Site icon Inspirasi Muslimah

Benarkah Perempuan Dilaknat Malaikat jika Menolak ‘Ajakan’ Suaminya?

ajakan suami

Jika boleh saya sedikit bercerita, sebenarnya saya sudah cukup lama ingin membahas tema ini. Namun, karena tidak ada dorongan kuat, keinginan selalu saya tunda. Akhirnya, keinginan tersebut menguat setelah adanya diskusi saya dengan teman saya via chat WhatsApp.

Pada mulanya, diskusi berkisar pada tema ‘apakah (maaf) hubungan seksual itu termasuk nafkah lahir atau batin?’ Karena kami bekerja di bidang yang salah satu tugasnya adalah bimbingan keluarga sakinah, maka diskusi di atas difokuskan untuk mencari bahan edukasi atau bimbingan keluarga sakinah terkait kebutuhan hubungan seksual.

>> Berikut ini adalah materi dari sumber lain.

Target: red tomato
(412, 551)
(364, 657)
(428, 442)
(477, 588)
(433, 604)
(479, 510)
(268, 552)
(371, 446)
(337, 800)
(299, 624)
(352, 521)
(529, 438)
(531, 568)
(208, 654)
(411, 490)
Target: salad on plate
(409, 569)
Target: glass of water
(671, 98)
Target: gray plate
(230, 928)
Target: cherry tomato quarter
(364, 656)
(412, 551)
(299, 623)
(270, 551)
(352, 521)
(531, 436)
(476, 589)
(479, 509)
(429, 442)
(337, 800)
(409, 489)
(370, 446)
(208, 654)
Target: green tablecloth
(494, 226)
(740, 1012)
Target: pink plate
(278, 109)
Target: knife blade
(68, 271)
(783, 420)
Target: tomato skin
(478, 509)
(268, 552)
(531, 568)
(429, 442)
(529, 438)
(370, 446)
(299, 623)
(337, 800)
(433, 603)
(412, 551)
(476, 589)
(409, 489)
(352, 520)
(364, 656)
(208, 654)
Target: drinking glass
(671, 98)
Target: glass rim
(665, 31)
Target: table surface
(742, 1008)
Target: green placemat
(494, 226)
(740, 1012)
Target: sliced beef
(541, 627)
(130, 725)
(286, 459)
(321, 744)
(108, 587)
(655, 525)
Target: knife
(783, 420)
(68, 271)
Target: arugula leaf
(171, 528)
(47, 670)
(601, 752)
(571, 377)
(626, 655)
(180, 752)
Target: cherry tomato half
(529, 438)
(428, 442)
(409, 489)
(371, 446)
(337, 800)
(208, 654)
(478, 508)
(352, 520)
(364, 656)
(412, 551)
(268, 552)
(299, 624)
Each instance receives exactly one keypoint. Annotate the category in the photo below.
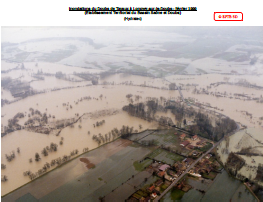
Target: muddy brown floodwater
(113, 98)
(87, 162)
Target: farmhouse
(185, 143)
(164, 167)
(182, 136)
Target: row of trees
(55, 162)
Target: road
(193, 164)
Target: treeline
(203, 126)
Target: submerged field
(223, 188)
(113, 166)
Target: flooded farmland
(85, 92)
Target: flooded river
(103, 97)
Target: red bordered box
(238, 14)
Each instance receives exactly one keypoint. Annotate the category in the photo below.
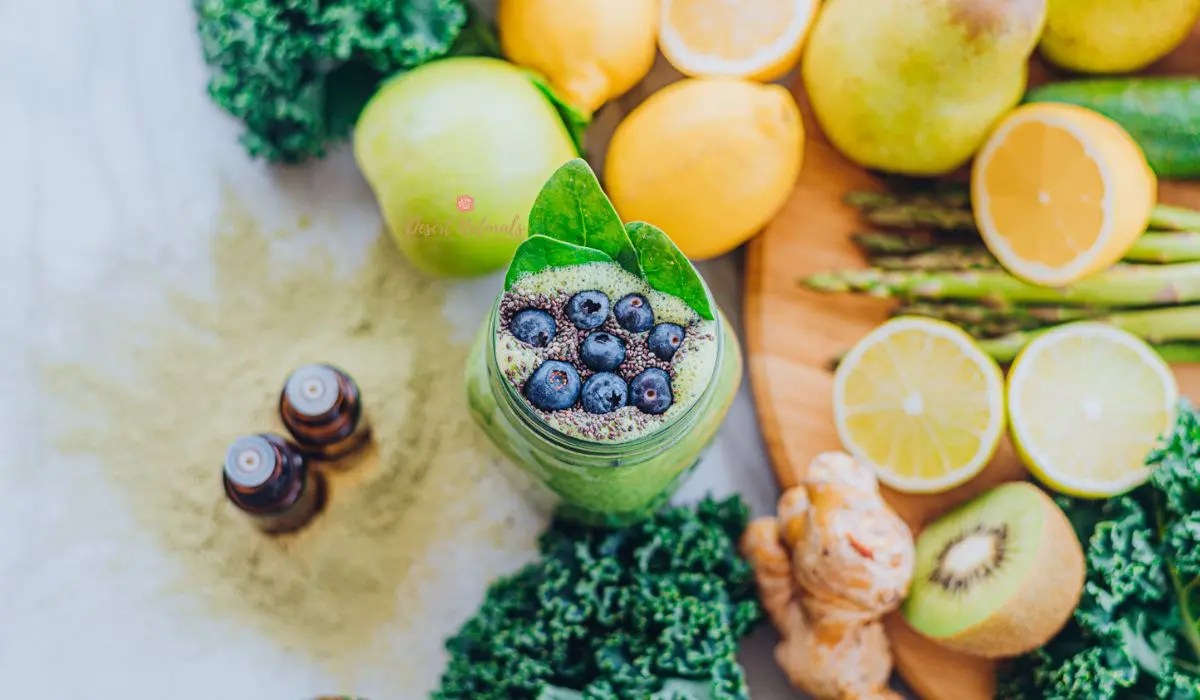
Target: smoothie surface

Hingga kemudian sebuah hadis dihadirkan oleh teman saya, yang kemudian tidak dapat saya jawab secara langsung. Sebab, untuk memahami hadis secara mendalam, diperlukan kajian yang cukup panjang. Bahkan, ketika hal penting (seperti asbabul wurud) ditemukan, diperlukan pembacaan lebih lanjut apakah langsung bisa diterapkan dalam konteks kekinian.

Akhirnya, tulisan ini pun bukan didasari atas penelitian dan pembacaan saya secara mendalam terhadap tema yang dibahas. Saya hanya mengambil beberapa penjelasan dan pendapat dari cendikiawan yang saya anggap mampu menjelaskan permasalahan secara lebih adil. Meminjam istilah dosen saya, Fahruddin Faiz, ini adalah ‘perspektif saya’.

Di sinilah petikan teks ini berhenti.